Argentinien: Die Präsidentin bleibt gelassen
So eine Gelegenheit will sich keine Opposition entgehen lassen: Nach den niedrigsten Schätzungen demonstrierten am Donnerstag vergangener Woche 200 000 Menschen in Buenos Aires gegen die Politik der gemässigt linken Präsidentin Cristina Fernández de Kirchner, nach den höchsten waren es 700 000 . Doch die Einheit im Protest hielt nur für diesen einen Tag. Schon am Morgen danach ging der Streit los, wer denn nun diese Menschenmassen für sich vereinnahmen darf.
Zu unterschiedlich waren die Gruppen und Grüppchen, die da gegen Fernández auf die Kochtöpfe klopften. Es waren Linke, denen die Austeritätspolitik der Regierung zu weit geht. Dazu KorruptionskritikerInnen, denen die Aufklärung der Vorwürfe gegen Vizepräsident Amado Boudou viel zu schleppend vorangeht – sein Privatvermögen hat sich wundersam vermehrt.
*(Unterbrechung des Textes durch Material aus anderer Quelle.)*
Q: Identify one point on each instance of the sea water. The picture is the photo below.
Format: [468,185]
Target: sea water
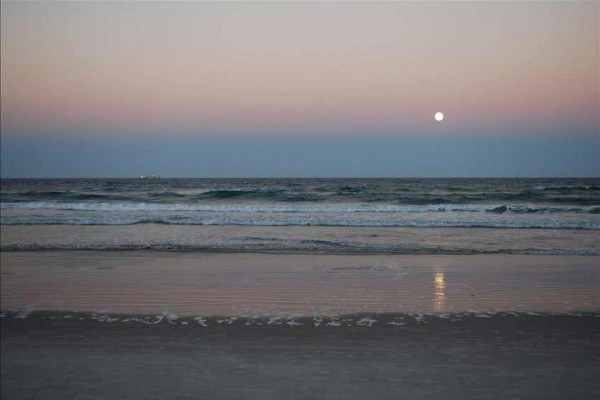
[537,216]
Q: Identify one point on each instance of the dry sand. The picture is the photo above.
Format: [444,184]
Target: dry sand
[500,357]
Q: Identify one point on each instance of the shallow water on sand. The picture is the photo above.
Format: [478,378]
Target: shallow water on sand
[240,284]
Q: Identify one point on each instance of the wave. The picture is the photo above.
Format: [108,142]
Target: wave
[560,188]
[283,207]
[304,220]
[311,246]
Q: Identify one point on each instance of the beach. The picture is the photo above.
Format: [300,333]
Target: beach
[504,356]
[300,289]
[189,325]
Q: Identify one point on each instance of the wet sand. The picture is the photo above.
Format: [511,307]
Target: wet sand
[251,284]
[173,325]
[503,356]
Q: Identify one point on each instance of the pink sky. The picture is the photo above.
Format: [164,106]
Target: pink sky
[251,67]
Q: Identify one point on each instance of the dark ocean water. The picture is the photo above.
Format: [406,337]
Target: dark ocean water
[354,210]
[498,203]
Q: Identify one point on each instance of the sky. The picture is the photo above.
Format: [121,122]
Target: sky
[300,89]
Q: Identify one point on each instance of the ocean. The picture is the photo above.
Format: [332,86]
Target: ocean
[433,216]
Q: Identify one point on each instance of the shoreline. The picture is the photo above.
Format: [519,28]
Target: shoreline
[525,356]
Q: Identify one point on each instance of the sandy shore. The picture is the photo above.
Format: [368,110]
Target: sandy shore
[144,325]
[503,356]
[249,284]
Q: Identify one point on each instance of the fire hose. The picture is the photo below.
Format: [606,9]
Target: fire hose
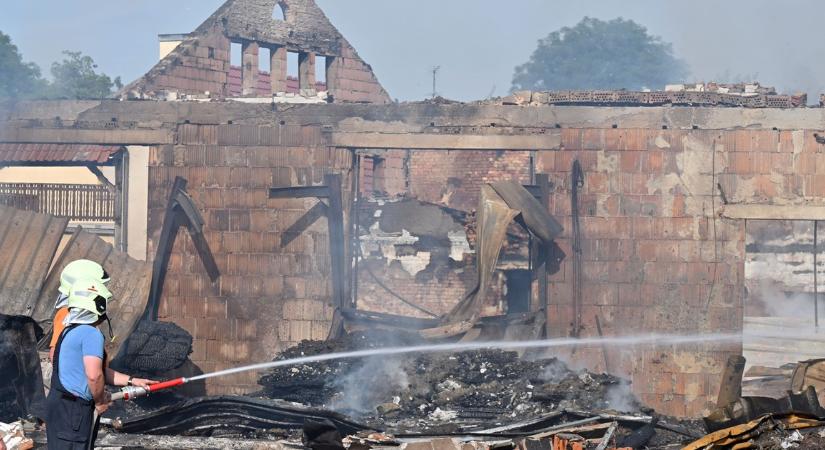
[132,392]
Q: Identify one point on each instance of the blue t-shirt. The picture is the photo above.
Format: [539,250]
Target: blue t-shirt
[84,340]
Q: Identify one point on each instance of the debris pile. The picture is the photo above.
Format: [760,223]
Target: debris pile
[439,390]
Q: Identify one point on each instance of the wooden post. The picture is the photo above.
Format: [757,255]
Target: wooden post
[337,244]
[541,271]
[731,388]
[168,233]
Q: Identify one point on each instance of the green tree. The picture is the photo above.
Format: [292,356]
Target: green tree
[75,78]
[597,54]
[18,79]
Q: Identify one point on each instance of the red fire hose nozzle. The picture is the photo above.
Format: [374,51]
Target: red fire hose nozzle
[132,392]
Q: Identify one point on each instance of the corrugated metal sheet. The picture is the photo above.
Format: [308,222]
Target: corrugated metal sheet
[57,153]
[28,242]
[130,285]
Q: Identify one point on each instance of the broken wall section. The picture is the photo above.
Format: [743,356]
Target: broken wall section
[200,67]
[417,229]
[656,257]
[275,287]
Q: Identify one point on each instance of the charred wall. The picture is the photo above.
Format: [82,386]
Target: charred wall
[274,289]
[417,227]
[200,66]
[658,253]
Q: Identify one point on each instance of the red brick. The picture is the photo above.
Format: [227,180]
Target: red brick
[630,162]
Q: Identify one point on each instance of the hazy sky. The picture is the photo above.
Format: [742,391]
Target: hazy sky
[477,43]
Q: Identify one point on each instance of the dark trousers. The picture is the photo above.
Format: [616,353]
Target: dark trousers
[70,425]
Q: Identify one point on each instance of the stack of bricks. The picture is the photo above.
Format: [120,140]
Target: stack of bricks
[656,258]
[275,288]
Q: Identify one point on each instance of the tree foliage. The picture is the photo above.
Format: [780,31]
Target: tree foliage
[596,54]
[73,78]
[18,79]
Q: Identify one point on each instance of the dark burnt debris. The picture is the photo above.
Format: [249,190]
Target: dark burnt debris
[442,391]
[486,392]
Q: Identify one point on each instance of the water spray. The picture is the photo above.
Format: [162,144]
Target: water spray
[132,392]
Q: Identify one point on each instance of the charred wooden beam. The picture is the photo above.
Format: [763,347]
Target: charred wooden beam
[335,218]
[180,211]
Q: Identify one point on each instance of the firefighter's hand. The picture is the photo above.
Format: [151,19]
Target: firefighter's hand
[101,408]
[143,382]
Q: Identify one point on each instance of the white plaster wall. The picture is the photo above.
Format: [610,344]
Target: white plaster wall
[138,202]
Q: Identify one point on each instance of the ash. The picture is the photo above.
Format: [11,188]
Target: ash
[439,391]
Anderen sind alle PolitikerInnen suspekt, und sie fordern wie während des Staatsbankrotts zur Jahreswende von 2001 auf 2002 «que se vayan todos», dass einfach alle verschwinden sollen.
Zu diesen tendenziell eher linken KritikerInnen kommen die braven BürgerInnen, die sich aufregen, dass die Regierung die Inflation seit Jahren auf unter zehn Prozent herunterrechnet, obwohl sie bei über zwanzig Prozent liegen dürfte. Auch die dauernden Stromausfälle und die streikende Müllabfuhr sorgen für Ärger. Bessergestellte protestieren gegen die Beschränkung von Dollarkäufen, die erschwert, Vermögen ins Ausland zu schaffen.
Auch die rechte Opposition war auf der Strasse: die Agrarindustriellen, die Fernández nie verziehen haben, dass sie die Exportsteuern erhöht hat. Und natürlich Mauricio Macri, der erzkonservative Bürgermeister von Buenos Aires, der die Massendemonstrationen als Sprungbrett für eine Präsidentschaftskandidatur nutzen will. Seine politischen FreundInnen malen derweil das Gespenst an die Wand, Cristina Fernández wolle die Verfassung ändern lassen, um ein drittes Mal in Folge bei der Wahl ums höchste Staatsamt antreten zu können. Nach derzeitiger Rechtslage ist das nicht möglich. Gewinnen aber könnte sie durchaus.
Weil die Präsidentin weiss, dass die eine Hälfte der ArgentinierInnen auf ihrer Seite steht, die andere aber heillos zersplittert ist, kann sie Massendemonstrationen ganz gelassen zuschauen. Die Gruppen und Grüppchen sind sich untereinander zum Teil so spinnefeind, dass die eine erst der anderen an den Hals springt, bevor es der Staatschefin an die Gurgel geht. Vorerst hat Fernández die Proteste einfach ignoriert.